FINITE ELEMENT BASED WEIGHT REDUCTION SUBJECT TO STABILITY CONSTRAINTS FOR AN AIRSHIP COMPOSITE DUCT

Abstract

The primary functions of High Altitude Long Endurance (HALE) airships are persistent observation and wide area direct line of sight communication. Traditional airships have an ellipsoidal type hull, which is characterized by a large aspect ratio but results in an increase in the weight of the envelope. In order to reduce the weight of an airship, a hull having lower aspect ratio would be preferred. A novel unconventional airship design having a toroidal geometry with a propulsive duct running from the front end to back end was developed by Dancila in an attempt to achieve this objective. The propulsive duct helps in reducing the drag associated with the toroidal shape by blowing of the wake region. The propulsive duct is subjected to hull pressure on its outer walls and airflow induced pressure on its inner walls. This results in in-plane duct wall compressive stress, which may potentially result in a loss of structural stability. In prior work a duct with sandwich composite configuration was investigated, to maintain an open duct, as it offers high specific stiffness, high specific strength and lightweight alternative to isotropic material construction. In this thesis a corrugated sandwich composite duct design is considered as it may provide a higher wall bending stiffness compared to a smooth duct. The results for the smooth sandwich composite duct obtained from the literature survey are used as a reference in this analysis. The duct is modeled and analyzed using the commercial finite element code ABAQUS. The objective is to reduce weight subject to stability constraints while maintaining a 50% margin of safety. There are two independent design parameters and one dependent design parameter for this analysis.

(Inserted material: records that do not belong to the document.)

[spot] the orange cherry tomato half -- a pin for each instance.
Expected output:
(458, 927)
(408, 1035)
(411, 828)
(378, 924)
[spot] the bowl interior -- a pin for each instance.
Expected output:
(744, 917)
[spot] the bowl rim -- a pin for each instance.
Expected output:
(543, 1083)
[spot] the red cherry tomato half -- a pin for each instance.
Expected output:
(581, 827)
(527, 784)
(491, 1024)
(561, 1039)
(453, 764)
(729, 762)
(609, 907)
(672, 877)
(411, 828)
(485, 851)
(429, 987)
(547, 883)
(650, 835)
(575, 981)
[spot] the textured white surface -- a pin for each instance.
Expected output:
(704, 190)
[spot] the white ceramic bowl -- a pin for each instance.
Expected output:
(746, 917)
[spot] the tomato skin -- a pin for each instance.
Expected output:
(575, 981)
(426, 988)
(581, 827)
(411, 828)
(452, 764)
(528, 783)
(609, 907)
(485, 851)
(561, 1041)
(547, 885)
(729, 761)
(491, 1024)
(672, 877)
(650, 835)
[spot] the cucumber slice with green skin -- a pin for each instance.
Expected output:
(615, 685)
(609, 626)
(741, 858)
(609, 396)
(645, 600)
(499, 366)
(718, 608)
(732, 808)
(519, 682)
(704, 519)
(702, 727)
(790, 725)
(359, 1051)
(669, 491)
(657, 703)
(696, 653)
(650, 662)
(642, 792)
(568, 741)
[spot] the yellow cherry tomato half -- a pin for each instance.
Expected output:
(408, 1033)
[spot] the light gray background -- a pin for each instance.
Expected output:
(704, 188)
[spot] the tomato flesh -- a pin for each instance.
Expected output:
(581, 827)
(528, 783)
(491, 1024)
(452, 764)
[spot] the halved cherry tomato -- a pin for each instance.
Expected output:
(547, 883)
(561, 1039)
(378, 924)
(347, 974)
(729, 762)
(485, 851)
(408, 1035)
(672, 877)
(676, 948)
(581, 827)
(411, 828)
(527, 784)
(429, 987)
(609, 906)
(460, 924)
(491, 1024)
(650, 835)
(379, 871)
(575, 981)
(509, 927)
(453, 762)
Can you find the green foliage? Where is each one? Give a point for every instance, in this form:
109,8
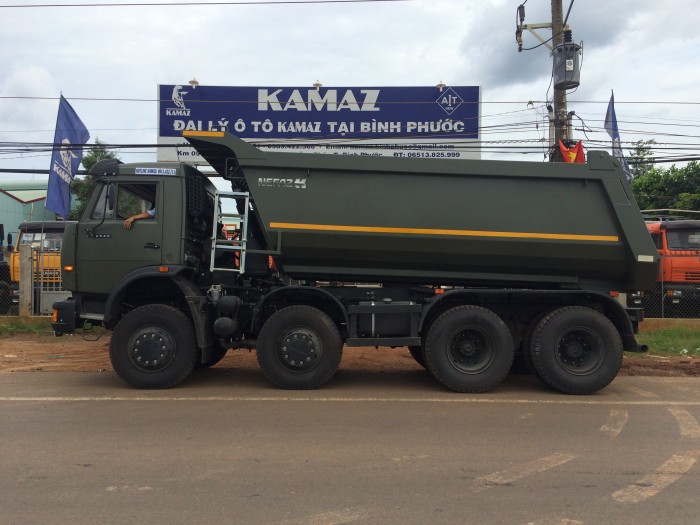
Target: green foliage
20,325
641,159
81,188
682,339
675,188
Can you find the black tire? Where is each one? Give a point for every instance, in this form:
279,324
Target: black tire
469,349
216,354
153,346
576,350
299,348
418,355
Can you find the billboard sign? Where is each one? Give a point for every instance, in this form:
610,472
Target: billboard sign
437,122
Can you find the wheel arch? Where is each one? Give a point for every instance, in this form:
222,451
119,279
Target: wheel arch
300,295
174,288
510,304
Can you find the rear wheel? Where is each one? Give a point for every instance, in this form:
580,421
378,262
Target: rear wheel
299,348
469,349
576,350
153,346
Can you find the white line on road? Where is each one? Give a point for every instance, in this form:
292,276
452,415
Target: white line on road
686,422
466,400
651,484
616,422
506,477
640,391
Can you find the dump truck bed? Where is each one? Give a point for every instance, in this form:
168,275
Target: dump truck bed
433,221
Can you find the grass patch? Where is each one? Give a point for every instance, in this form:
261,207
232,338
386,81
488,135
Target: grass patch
25,325
679,337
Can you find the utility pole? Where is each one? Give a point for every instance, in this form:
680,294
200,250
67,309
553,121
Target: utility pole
566,70
560,117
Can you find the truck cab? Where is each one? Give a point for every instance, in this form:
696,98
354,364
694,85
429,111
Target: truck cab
677,290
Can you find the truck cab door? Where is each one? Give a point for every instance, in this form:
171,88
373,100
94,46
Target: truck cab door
106,250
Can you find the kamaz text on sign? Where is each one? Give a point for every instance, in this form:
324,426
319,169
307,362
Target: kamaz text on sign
394,121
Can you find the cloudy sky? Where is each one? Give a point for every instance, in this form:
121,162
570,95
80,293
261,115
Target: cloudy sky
108,61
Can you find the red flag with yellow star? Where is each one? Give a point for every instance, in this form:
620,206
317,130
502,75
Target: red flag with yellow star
574,154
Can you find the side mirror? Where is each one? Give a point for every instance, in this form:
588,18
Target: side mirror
111,198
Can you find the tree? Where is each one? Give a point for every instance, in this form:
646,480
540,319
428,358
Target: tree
81,188
642,159
674,188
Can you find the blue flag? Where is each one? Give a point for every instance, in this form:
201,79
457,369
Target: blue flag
611,128
68,142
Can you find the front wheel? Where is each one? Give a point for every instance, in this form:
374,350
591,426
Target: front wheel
153,346
299,348
576,350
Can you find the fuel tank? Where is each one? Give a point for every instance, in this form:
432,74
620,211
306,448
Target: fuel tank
433,221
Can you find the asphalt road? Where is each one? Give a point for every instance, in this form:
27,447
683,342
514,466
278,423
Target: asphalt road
370,448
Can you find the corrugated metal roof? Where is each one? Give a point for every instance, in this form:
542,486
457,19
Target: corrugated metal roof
24,191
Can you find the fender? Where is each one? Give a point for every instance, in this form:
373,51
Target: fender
192,294
496,298
295,292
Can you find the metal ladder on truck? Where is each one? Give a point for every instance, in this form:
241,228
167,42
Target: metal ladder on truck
219,246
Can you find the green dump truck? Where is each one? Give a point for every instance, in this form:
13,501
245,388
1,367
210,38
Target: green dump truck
467,263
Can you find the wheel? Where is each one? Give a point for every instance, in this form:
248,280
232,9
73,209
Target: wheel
217,353
153,346
417,354
469,349
299,348
576,350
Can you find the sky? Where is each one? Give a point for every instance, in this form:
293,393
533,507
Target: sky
108,61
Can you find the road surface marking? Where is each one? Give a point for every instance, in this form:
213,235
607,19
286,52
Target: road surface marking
640,391
651,484
686,422
616,422
506,477
451,400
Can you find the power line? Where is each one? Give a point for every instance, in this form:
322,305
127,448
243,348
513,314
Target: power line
179,4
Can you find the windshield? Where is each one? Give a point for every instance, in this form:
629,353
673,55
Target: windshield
44,241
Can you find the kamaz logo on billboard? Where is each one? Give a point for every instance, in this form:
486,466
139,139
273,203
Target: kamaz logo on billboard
314,100
180,110
397,121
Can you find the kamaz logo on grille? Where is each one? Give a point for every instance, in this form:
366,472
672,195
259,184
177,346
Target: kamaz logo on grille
270,182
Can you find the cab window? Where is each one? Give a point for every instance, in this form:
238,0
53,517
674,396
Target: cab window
131,198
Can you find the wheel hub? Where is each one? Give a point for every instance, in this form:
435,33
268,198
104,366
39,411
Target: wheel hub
580,351
153,349
299,350
470,352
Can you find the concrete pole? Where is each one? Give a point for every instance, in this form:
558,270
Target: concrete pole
560,110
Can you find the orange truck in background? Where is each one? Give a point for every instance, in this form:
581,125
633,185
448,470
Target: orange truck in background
677,290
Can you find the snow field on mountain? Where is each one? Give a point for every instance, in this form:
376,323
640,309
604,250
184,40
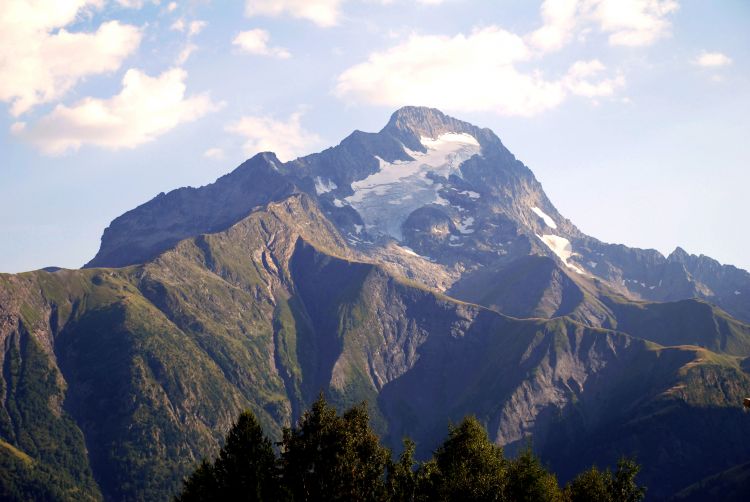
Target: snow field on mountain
386,198
562,248
547,219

The independent design parameters are the number of corrugation waves and amplitude of corrugation while the dependent parameter is the required thickness of the foam to ensure stability. An FEM based method is used to reduce the weight of the corrugated duct design involving number of corrugation waves, amplitude of corrugation and foam thickness. The best configuration identified in this investigation provides a significant weight reduction of 32% compared to the baseline smooth duct.